The calculation involves using the Black-Scholes model, which provides a theoretical estimate of the put option's delta. Our calculator uses this model to provide accurate results.

Put Delta Formula

Put Delta Formula

The delta of a put option is calculated using the cumulative distribution function of the standard normal distribution (N):

Δ_put = e^(-rT) * N(-d2)

Where:

  • d2 = (ln(S/K) + (r - σ²/2)T) / (σ√T)
  • N is the cumulative standard normal distribution function

This formula accounts for the time value of money, the underlying asset's volatility, and the risk-free interest rate when calculating the put option's delta.

Put Delta Example

Let's calculate the delta of a put option with these parameters:

Parameter Value
Underlying price (S) $50
Strike price (K) $55
Risk-free rate (r) 5% (0.05)
Time to expiration (T) 0.5 years
Volatility (σ) 20% (0.20)

Using these values, the calculated put delta is approximately 0.38. This means the put option's value will decrease by about $0.38 for every $1 decrease in the underlying asset's price.

Interpreting Put Delta

Understanding put delta helps traders make informed decisions:

  • Delta close to 1 indicates strong sensitivity to price changes
  • Delta close to 0 indicates weak sensitivity to price changes
  • Delta between 0.3 and 0.7 is typical for out-of-the-money puts

Important Note

Put delta changes as the underlying asset's price moves closer to or further from the strike price.
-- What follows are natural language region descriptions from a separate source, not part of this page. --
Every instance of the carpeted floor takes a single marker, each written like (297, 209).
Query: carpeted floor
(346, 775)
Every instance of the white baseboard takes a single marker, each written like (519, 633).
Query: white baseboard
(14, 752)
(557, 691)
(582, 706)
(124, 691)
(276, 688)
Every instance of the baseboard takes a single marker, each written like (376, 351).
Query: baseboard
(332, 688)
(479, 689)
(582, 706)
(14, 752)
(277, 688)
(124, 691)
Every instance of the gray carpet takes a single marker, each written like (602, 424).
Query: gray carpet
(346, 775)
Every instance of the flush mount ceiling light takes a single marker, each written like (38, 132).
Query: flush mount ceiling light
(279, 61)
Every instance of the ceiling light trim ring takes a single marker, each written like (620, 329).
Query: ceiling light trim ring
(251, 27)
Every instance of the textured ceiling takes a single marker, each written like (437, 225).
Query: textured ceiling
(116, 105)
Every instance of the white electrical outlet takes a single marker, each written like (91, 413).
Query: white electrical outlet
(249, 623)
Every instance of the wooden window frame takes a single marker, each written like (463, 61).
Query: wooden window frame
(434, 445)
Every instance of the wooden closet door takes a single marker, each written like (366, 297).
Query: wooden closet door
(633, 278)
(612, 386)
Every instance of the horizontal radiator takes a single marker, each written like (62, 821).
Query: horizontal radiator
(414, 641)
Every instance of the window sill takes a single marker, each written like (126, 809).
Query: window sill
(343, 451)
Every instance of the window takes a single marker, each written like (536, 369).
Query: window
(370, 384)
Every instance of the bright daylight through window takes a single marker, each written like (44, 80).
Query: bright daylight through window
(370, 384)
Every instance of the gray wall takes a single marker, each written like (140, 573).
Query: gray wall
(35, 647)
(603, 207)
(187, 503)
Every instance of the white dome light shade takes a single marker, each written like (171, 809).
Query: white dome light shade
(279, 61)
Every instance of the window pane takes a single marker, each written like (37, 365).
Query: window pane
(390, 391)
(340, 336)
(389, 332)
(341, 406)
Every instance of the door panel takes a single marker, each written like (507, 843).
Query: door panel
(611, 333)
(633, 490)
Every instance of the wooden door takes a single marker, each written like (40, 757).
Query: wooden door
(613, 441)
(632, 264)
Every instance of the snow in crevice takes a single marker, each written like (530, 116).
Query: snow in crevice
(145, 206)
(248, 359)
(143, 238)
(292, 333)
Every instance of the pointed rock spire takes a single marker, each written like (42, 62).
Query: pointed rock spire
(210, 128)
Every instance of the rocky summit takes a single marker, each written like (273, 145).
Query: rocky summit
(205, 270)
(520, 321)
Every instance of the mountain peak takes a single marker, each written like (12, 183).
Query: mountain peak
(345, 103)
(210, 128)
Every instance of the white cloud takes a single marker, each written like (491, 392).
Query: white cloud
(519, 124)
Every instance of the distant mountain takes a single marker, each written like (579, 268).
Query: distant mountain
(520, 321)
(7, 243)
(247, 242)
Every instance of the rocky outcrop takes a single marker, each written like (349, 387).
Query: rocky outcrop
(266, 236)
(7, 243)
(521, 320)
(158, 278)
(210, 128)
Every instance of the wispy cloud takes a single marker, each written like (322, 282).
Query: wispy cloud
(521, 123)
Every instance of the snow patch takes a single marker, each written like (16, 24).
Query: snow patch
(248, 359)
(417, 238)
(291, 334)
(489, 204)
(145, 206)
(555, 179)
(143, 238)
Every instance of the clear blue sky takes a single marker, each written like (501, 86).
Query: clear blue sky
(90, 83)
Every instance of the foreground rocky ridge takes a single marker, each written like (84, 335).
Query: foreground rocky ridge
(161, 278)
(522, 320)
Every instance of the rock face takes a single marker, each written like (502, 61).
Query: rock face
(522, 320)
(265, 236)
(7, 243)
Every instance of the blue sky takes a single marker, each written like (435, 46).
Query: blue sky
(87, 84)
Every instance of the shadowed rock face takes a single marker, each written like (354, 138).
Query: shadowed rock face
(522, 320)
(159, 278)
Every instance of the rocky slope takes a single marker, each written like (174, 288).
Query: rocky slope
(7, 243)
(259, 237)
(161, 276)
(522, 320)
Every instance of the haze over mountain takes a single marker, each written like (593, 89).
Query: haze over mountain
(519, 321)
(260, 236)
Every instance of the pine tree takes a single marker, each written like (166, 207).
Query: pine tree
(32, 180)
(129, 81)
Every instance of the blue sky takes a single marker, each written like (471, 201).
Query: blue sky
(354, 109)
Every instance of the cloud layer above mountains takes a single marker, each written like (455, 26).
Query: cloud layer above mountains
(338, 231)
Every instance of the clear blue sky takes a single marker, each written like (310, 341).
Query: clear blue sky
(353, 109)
Always recalculate delta when the underlying price changes significantly.

Put Delta FAQ

What is the difference between call delta and put delta?
Call delta measures the sensitivity of a call option's price to changes in the underlying asset's price, while put delta measures the sensitivity of a put option's price. The formulas are similar but the signs differ in the Black-Scholes model.
How does put delta change as expiration approaches?
Put delta typically increases as expiration approaches, especially for out-of-the-money puts. This is because the time value of the option becomes more significant.
Can put delta be greater than 1?
No, put delta cannot be greater than 1. The maximum delta for any option is 1, which occurs when the option is deep in-the-money.
How does volatility affect put delta?
Higher volatility generally increases put delta, as more volatile assets have greater price sensitivity. However, this relationship isn't linear and depends on other factors.
Is put delta the same as put gamma?
No, put delta measures price sensitivity, while put gamma measures the rate of change of delta. Gamma is a second-order sensitivity measure.